An additional sales and use tax of one-tenth of one percent is levied for soil and water conservation and for state parks. The Department of Natural Resources is to use the state park funds for acquiring, developing, maintaining, and operating state parks and state historic sites.

This constitutional tax provides about three-fourths of the department's budget for operating and developing state parks. Additional funding comes from revenue generated in the state park system and some federal funds.

Montana

Mont. Code Ann. 61-3-321(19) and 23-1-105

A person renewing a vehicle registration is charged an additional $6 fee for access to state parks. A person may opt out of paying the fee. Collected fees are used to maintain state parks ($5.37), fishing access sites ($0.25), and designated state-owned facilities ($0.38).

If the fee is paid, the person's license plate becomes his or her official pass into state parks. (Out-of-state residents are charged park entrance fees.) Additional fees are charged at state parks for such things as camping; showers; guided tours; special events; and cabin, tipi, or yurt rentals.

North Carolina

N.C. Gen. Stat. 113-44.15 and 105-228.30

The law creates the Parks and Recreation Trust Fund, which consists of gifts and grants made to the fund, money raised from a real estate conveyance tax, and other money the General Assembly may appropriate to the fund. The real estate conveyance tax equals $1 on each $500 (or part thereof) of the value of the property conveyed.

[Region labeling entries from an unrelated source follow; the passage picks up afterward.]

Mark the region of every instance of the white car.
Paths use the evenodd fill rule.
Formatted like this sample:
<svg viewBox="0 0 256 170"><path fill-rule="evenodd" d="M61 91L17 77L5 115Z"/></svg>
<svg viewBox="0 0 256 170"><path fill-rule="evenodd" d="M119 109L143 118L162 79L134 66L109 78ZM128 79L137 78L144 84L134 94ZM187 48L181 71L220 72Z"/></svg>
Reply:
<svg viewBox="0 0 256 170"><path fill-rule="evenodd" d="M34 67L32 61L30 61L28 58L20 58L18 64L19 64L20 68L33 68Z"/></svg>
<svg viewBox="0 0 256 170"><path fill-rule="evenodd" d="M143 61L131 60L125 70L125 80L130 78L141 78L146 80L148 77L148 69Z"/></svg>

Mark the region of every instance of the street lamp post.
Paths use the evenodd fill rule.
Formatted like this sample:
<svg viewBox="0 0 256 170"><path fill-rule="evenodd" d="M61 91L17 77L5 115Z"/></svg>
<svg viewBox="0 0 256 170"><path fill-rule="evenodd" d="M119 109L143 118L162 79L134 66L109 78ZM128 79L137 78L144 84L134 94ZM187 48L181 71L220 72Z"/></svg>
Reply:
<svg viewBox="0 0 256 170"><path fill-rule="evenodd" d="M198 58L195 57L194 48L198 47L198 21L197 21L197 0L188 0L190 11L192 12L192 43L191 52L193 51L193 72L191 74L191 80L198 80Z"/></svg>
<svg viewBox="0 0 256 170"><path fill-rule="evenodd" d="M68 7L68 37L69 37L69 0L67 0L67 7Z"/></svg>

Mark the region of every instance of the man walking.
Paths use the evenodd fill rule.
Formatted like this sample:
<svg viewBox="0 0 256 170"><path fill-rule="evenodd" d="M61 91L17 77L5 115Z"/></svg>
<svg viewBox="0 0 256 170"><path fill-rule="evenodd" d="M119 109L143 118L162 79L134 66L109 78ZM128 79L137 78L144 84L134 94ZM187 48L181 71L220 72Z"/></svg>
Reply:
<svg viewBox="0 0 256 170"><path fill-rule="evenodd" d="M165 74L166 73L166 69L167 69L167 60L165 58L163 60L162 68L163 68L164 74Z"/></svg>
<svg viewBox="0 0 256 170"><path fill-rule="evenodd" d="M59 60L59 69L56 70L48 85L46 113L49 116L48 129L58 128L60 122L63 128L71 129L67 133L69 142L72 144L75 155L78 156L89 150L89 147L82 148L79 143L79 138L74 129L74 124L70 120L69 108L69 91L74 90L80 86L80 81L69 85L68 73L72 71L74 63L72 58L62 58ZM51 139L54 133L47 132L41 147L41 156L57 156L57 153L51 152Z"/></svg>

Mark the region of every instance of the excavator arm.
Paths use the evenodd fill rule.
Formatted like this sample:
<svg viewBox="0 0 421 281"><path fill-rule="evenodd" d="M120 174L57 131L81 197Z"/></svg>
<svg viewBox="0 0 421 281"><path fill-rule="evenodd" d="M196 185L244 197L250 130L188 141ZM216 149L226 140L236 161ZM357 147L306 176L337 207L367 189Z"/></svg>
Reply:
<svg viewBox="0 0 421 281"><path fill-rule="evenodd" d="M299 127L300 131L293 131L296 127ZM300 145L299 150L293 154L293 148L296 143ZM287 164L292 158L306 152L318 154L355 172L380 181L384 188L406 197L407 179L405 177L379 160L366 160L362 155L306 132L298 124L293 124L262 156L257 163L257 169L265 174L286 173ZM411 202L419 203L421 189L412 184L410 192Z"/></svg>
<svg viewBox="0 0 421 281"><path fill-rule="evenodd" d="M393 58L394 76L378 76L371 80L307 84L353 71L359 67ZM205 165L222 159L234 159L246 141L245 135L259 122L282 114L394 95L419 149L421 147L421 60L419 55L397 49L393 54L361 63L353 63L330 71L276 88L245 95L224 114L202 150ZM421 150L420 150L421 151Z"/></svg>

Funds in the trust fund are annually appropriated to the North Carolina Parks and Recreation Authority and are generally used as follows:

● 65% for the state parks system for capital projects, repairs and renovations, and land acquisition;

● 30% to provide matching funds to local governments or public authorities for local park and recreation purposes; and

● 5% for the Coastal and Estuarine Water Beach Access program.

Oregon

Or. Const., Art. XV, 4-4c

15% of the net proceeds from the state lottery are deposited in a Parks and Natural Resources Fund. Half of the fund is used to protect, repair, operate, and create state, regional, and local public parks, ocean shores, beach access areas, historic sites, and recreation areas. The other half is used to restore and protect state native fish and wildlife, watersheds, and water quality.

Washington

Wash. Rev. Code Ann. 46.16A.090 and 79A.05.215

A person renewing a vehicle registration is asked for a voluntary donation of $5. Donations are deposited in the state parks renewal and stewardship account and used to operate and maintain state parks.